É uma festa: em uma casa, dezenas de pessoas dançam, bebem, se beijam, usam drogas, comem e conversam. Nada fora do comum. Três jovens observam a cena de longe, por cima de um muro. Um menino os encontra, dá uma garrafa de cerveja a cada um e anuncia: “Absorvam. Daqui a pouco nós seremos assim. Isso é o ensino médio”.
A conversa continua, até que sons de tiros irrompem no ar. Todos, inclusive os jovens, saem correndo. “Esse foi um 38”, grita um deles. “Não, foi um 45”, discorda outro. Mais um disparo: “357”, concordam em meio a risadas.
Essa é a primeira cena de On My Block, produção original da Netflix que estreou em março. Se por um momento pensei que estava diante de um clichê, logo percebi que não era o caso.
A série já sai do padrão ao ter um elenco majoritariamente latino e negro, população sub-representada na ficção norte-americana*. Situada em Freeridge, bairro ficcional de Los Angeles, On My Block conta a história de cinco adolescentes que encaram os desafios de crescer e amadurecer em um contexto conturbado — e extremamente real.
A comédia pertence ao gênero coming-of-age, característico de produções que acompanham a passagem da adolescência à vida adulta — temática que não é nova e que dificilmente surpreende. Mas quanto a isso, On My Block é extremamente refrescante: finalmente uma série do gênero não ignora a realidade. Questões que em outras produções seriam temáticas de episódios inteiros ou, do contrário, totalmente ignoradas, como o uso da maconha ou a violência nas ruas, são retratadas com a naturalidade do que é real e intrínseco à sociedade.

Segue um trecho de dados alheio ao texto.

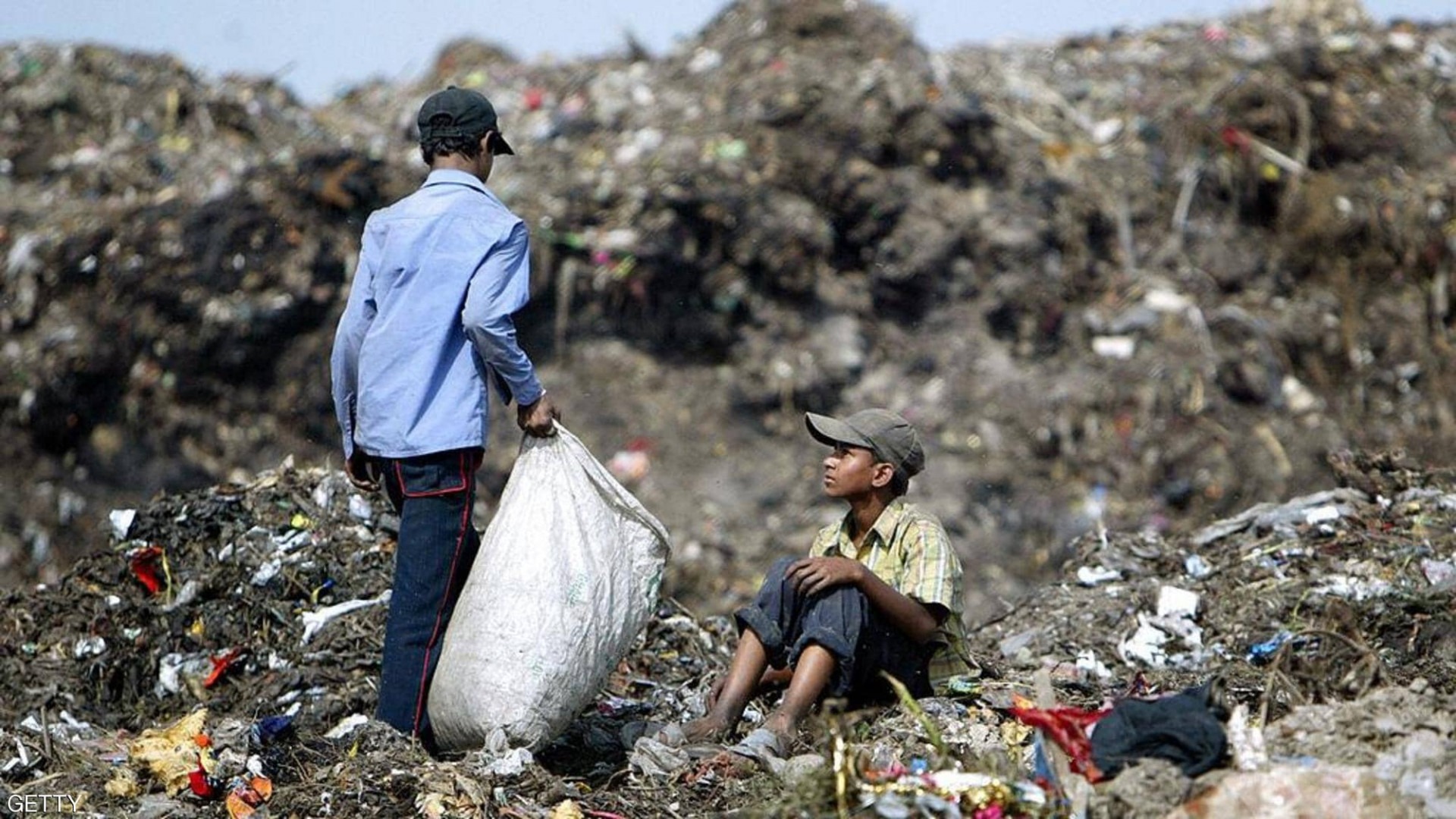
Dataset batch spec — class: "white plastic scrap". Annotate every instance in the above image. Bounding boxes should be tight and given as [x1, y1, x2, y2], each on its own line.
[323, 714, 369, 739]
[350, 495, 374, 522]
[1078, 566, 1122, 586]
[485, 748, 536, 777]
[153, 651, 212, 699]
[74, 637, 106, 661]
[250, 557, 282, 586]
[1092, 335, 1138, 362]
[108, 509, 136, 541]
[1184, 555, 1213, 580]
[1117, 612, 1172, 669]
[1157, 586, 1198, 620]
[1078, 648, 1112, 679]
[1117, 586, 1203, 669]
[1313, 574, 1393, 604]
[1228, 702, 1269, 771]
[299, 588, 389, 645]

Todos os personagens nos surpreendem em algum momento, além de representarem a cultura latina de forma realista, sem exageros ou didatismo excessivo.
Homens aleatórios dando em cima de uma menina na rua são momentos tão comuns quanto passageiros. Sexo é representado com a naturalidade que merece — afinal, é raro encontrar um jovem de 14 anos para quem esse seja um tema novo. A morte não é ignorada, tampouco a pobreza ou o racismo, e discussões como a objetificação do corpo feminino são colocadas na mesa.

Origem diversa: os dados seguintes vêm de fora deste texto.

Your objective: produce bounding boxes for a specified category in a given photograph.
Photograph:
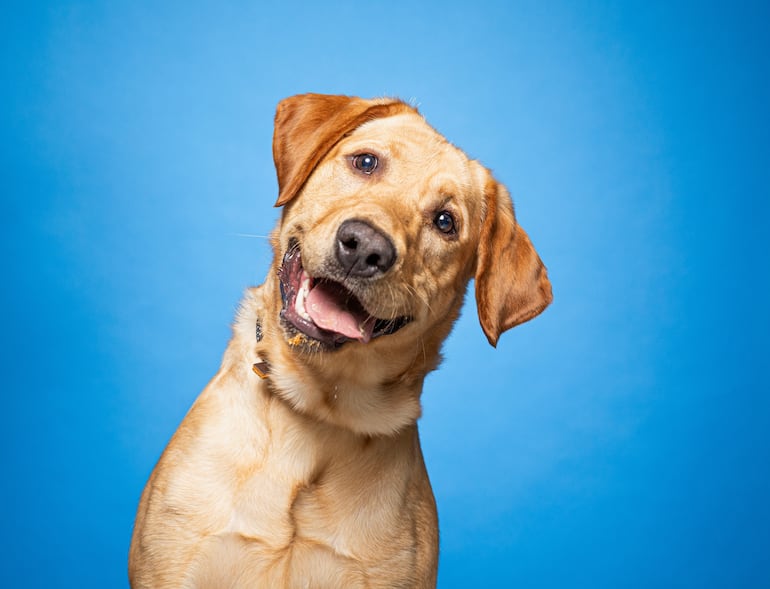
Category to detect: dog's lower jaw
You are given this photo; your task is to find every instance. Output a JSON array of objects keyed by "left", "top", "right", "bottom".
[{"left": 242, "top": 277, "right": 428, "bottom": 436}]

Grande parte da genialidade da produção está na forma como essa realidade se entrelaça perfeitamente com uma comicidade louvável. É difícil passar mais de cinco minutos sem rir em voz alta, muitas vezes ao tom de um humor ácido e carregado de críticas sociais.

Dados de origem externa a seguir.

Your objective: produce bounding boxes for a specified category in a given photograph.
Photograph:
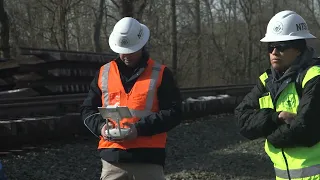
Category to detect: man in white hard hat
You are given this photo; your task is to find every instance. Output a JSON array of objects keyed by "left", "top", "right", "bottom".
[
  {"left": 235, "top": 10, "right": 320, "bottom": 180},
  {"left": 81, "top": 17, "right": 181, "bottom": 180}
]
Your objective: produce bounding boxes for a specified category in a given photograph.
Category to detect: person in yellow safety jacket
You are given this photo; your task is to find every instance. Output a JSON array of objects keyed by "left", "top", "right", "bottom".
[
  {"left": 81, "top": 17, "right": 182, "bottom": 180},
  {"left": 235, "top": 10, "right": 320, "bottom": 180}
]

Essa mesma sensibilidade usada para intercalar momentos leves e assuntos sérios está presente ao falar de temas sensíveis à adolescência. O primeiro baile e a primeira vez traficando drogas coexistem em um mesmo episódio, ambos tratados com a sutileza tão necessária às primeiras vezes.
Personagens fortes e tridimensionais
Os personagens são construídos com cuidado: tanto os protagonistas quanto os secundários, como Oscar e Abuelita, nos surpreendem com sua complexidade ao longo da narrativa. Em um segundo, o ódio vira amor e o incômodo, empatia. Se em algum momento imaginávamos que conhecíamos o personagem, no seguinte ele nos surpreende: seja Oscar ao expressar seus sentimentos pelo irmão mais novo ou Olivia, que foge totalmente do já esgotado estereótipo da menina atraente retratada como vilã.
Em On My Block, até a sutileza do desnecessário nos encanta: o sarcasmo e as respostas ácidas de Monse nos aproximam da protagonista, uma afro-latina aspirante a escritora com a boca maior que ela mesma. Todos os personagens nos surpreendem em algum momento, além de representarem a cultura latina de forma realista, sem exageros ou didatismo excessivo.
A série tem sua cota de problemas, técnicos ou estruturais. Para citar um, Olivia, fazendo só 15 anos? Não, não mesmo. A excessividade de Jasmine também não faz meu gosto. Mas tais “falhas” são facilmente esquecidas em frente ao enorme refresco que é, finalmente, ver adolescentes reais em um contexto real sendo representados na televisão.
*Um estudo da Universidade do Sul da Califórnia (USC) mostrou que, de novecentos filmes norte-americanos líderes de venda, somente 3,1% dos personagens com fala eram latinos. Enquanto isso, a etnia corresponde a 17,8% da população dos Estados Unidos. O mesmo estudo apontou que 25% dos filmes mais populares de 2016 não tinham sequer um personagem negro ou afro-americano, apesar de representarem 13% da população do país.